I had to console myself alone. He was emotionally unavailable the rest of the trip. I had to deal with being seen as nothing more than a fetish to an outside world. I could have had an Asian mother, been half-white and half-Asian, but no one thought of that, not even my father. I felt terrible, believing I had hurt my father. I stopped hugging him for five years, feeling ashamed of myself. He took my boycott as a protest and got angry with me. He couldn't understand anything. And if I bring it up today, a good ten years after the fact, he denies the entire thing.

The most grievous, most recent event was when I was in a hotel with my father. I was doing a program in another state for college and my dad flew down to get me so we could fly back up together. He wanted to see the state. The hotel wasn't run down or in a seedy area. It was small, by the road side, across from a Red Lobster on a major road. In the morning, we had a breakfast buffet in the common dining area. Only three other groups of people were eating breakfast and no one seemed to be paying any attention to us. At all. But then my father started to get uncomfortable and started loudly and obnoxiously making jokes about how I wasn't really his prostitute. I kept kicking him under the table, telling him to shut up.
But he continued to crack his jokes, making several mentions of my mother and how I was his daughter and how he adopted me from China. As if anyone in that buffet gave a shit, but now, he was the loudest one in the room. He refuses to admit his booming TedTalk voice is loud, but it is. I was mortified. I called my mom on my cell phone, telling her what had happened. She just said rather unhelpfully, "You're leaving today. You'll never see any of those people again."

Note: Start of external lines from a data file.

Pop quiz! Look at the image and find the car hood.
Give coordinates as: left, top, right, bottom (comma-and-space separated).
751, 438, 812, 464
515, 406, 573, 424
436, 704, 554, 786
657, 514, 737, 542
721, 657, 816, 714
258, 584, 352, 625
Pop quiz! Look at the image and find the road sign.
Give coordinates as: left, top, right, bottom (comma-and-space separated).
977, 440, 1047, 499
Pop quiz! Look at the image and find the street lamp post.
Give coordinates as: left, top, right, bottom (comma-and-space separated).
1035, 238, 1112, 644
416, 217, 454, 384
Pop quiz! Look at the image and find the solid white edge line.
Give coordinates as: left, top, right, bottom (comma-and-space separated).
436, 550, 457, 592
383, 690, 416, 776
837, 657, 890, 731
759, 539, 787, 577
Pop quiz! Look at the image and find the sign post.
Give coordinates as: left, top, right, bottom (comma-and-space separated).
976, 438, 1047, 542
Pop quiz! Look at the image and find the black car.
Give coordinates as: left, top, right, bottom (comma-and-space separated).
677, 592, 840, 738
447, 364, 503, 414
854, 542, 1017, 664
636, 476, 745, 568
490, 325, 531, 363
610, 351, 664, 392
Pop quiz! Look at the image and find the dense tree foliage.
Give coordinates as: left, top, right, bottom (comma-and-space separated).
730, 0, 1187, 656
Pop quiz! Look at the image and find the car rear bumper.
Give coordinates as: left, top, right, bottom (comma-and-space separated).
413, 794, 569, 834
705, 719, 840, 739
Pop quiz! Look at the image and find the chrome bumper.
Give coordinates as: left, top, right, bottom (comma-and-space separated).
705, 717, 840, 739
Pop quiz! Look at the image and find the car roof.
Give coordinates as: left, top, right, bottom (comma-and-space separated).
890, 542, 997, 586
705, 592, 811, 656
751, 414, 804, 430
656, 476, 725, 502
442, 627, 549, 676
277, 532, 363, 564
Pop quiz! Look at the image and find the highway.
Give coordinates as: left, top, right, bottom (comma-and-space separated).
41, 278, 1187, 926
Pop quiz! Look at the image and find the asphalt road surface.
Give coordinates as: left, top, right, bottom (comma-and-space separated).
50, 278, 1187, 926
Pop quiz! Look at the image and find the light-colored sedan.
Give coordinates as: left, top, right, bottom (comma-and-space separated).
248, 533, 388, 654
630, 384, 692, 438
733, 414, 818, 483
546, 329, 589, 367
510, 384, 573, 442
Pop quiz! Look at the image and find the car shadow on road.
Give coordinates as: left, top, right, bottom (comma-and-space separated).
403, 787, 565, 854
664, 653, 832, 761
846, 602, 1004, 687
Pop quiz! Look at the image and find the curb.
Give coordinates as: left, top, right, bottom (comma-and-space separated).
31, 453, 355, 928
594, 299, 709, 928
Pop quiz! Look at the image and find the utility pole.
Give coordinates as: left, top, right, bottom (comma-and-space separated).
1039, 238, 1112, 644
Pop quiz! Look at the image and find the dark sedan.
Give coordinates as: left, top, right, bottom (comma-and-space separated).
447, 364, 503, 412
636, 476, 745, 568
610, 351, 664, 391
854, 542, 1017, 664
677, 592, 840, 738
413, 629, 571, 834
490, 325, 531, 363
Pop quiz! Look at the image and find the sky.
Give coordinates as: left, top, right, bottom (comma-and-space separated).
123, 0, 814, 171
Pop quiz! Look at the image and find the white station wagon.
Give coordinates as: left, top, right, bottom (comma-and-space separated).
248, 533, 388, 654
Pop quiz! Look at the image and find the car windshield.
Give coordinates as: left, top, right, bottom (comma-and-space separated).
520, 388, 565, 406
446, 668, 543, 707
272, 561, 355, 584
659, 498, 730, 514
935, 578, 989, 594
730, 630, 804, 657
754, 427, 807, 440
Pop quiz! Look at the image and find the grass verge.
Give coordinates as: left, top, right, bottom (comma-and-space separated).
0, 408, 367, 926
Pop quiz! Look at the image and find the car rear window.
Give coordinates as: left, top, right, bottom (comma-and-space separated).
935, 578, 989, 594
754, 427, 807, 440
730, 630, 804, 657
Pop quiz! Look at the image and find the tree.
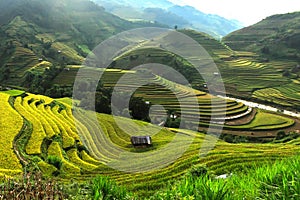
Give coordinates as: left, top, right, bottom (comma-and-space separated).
129, 97, 151, 122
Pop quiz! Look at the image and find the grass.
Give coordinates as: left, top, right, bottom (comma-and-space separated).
0, 93, 23, 173
0, 91, 300, 197
1, 90, 25, 97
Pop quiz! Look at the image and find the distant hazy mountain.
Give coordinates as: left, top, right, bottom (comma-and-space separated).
94, 0, 243, 38
223, 12, 300, 62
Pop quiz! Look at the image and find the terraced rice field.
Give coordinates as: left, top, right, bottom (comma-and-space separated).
52, 66, 294, 134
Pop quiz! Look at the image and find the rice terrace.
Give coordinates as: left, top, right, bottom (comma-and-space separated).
0, 0, 300, 200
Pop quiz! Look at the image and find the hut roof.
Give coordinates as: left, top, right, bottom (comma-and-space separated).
131, 136, 152, 146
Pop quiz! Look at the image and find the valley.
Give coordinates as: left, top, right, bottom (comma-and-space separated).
0, 0, 300, 200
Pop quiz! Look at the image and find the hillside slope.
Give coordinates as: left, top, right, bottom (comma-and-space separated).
94, 0, 243, 38
223, 12, 300, 62
0, 0, 162, 87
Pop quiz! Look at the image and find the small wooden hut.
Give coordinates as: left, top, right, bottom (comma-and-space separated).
131, 136, 152, 148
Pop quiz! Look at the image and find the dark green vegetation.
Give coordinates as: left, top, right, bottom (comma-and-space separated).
223, 12, 300, 110
223, 12, 300, 61
0, 91, 300, 197
94, 0, 242, 39
0, 0, 164, 91
0, 0, 300, 199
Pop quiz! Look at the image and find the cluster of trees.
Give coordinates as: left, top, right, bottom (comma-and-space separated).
76, 81, 151, 122
23, 65, 72, 98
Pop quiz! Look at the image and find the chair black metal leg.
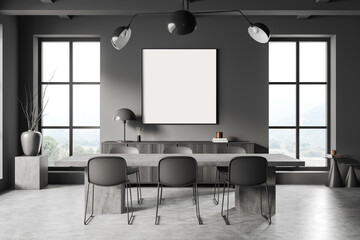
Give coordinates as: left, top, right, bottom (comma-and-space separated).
155, 183, 161, 225
124, 182, 135, 225
195, 183, 202, 225
260, 185, 265, 217
221, 181, 228, 223
192, 184, 196, 205
213, 169, 220, 205
226, 182, 230, 225
136, 172, 143, 204
160, 185, 164, 205
84, 183, 94, 225
265, 183, 271, 225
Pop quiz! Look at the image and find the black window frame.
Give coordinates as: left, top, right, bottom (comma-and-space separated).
38, 37, 101, 162
268, 37, 331, 171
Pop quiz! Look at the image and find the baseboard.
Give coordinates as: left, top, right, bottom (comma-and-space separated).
276, 171, 329, 185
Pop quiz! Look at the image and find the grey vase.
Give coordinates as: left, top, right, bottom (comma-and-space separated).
20, 130, 42, 156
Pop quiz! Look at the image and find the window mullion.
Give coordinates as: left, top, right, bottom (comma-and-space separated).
296, 41, 300, 159
69, 41, 74, 156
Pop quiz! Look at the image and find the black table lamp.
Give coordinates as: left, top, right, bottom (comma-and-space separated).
113, 108, 136, 142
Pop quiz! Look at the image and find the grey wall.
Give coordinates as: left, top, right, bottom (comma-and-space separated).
0, 16, 19, 192
20, 16, 360, 159
20, 16, 268, 151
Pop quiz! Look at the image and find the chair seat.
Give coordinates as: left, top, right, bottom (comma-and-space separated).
216, 166, 229, 174
127, 167, 139, 175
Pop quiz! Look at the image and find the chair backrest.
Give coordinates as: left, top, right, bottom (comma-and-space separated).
163, 147, 192, 154
87, 156, 127, 186
158, 156, 197, 187
110, 147, 139, 154
229, 156, 268, 186
217, 147, 246, 154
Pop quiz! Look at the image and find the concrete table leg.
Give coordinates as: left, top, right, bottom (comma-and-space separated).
84, 168, 126, 215
326, 158, 344, 187
345, 165, 359, 188
235, 167, 276, 215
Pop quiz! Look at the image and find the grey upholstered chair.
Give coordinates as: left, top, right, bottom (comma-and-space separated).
84, 156, 135, 225
163, 147, 192, 154
110, 147, 143, 204
221, 156, 271, 225
155, 156, 202, 225
213, 147, 246, 205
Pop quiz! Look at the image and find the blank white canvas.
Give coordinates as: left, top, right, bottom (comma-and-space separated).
142, 49, 217, 124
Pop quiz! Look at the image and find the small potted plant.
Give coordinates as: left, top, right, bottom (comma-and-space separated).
18, 78, 52, 156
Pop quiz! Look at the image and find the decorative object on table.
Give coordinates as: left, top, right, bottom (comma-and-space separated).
212, 132, 229, 143
113, 108, 136, 142
216, 132, 223, 138
111, 0, 270, 50
136, 127, 144, 142
212, 138, 229, 143
18, 81, 50, 156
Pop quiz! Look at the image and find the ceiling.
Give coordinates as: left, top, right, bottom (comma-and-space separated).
0, 0, 360, 17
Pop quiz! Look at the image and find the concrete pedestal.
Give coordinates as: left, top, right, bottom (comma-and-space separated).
15, 155, 48, 190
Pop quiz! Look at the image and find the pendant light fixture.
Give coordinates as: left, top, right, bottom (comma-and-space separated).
111, 0, 270, 50
168, 0, 196, 35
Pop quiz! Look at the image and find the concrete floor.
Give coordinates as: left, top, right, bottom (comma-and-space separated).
0, 185, 360, 240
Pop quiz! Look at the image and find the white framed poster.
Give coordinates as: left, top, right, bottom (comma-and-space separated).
142, 49, 217, 124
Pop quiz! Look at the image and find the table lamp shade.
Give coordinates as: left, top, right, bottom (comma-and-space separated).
113, 108, 136, 121
113, 108, 136, 142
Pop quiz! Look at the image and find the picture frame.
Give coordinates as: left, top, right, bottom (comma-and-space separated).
142, 49, 218, 124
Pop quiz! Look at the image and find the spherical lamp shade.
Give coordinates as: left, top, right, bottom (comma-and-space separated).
248, 23, 270, 43
111, 27, 131, 50
168, 10, 196, 35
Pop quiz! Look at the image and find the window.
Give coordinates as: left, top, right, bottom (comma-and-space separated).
0, 24, 4, 180
39, 39, 100, 166
269, 39, 330, 167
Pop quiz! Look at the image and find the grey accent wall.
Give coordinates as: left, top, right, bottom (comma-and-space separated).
20, 16, 268, 151
0, 16, 20, 192
20, 16, 360, 159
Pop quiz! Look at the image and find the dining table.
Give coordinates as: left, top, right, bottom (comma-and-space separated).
55, 153, 305, 214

I told my mother how much these incidents hurt my feelings, but she could only hear me recently. She didn't think it was a problem and even when it happened in front of her, sometimes she just didn't think much of it. Why didn't she warn me this could happen? Why wasn't I prepped? I had to go through all that alone.

In that moment, you can't afford to think of yourself. You don't have the time to think of the hurt and the sting and the insult about being othered from your family or being accused of fucking your dad. You could be, god forbid, embarrassing your family at the party or making a scene. Sometimes, your parents don't even understand what is happening in that moment, but will be quick to accuse you of being rude.

So in that moment, when all you want to do is cry and hide and die, you need to go outside of your body and see the scene as an objective third-party. Which, by the way, takes more skill, emotional intelligence, and maturity than anyone ever thinks to give you. You need to think, "Well, I suppose it is an honest mistake," even if it isn't. And then, with all the social grace never afforded to you, it's up to you to maneuver you and your entire family out of the awkward hole. This is such an unfair burden on the adoptee and rarely anyone thinks about it.

A thirteen-year-old should not have to go through that. I shouldn't have to 1) convince you of my father's honor and 2) convince you of my own honor, while my father just uselessly leaves it up to me! (We shouldn't be sexualized by people at that age, regardless!)

End note: It wasn't until I showed my mother the post by Red Thread Broken that she actually believed me that this was a problem. And not just a "Me" problem but a common problem. That validation was invaluable.

Comments

  1. I'm sorry that you too have experienced the awkwardness and intrusiveness of these types of assumptions and that it doesn't sound like you had the parental support that you needed during these situations. However, I am glad that my blog post was able to create dialogue between your mother and you. Keep writing! We need more of us Chinese adoptees speaking our and supporting each other!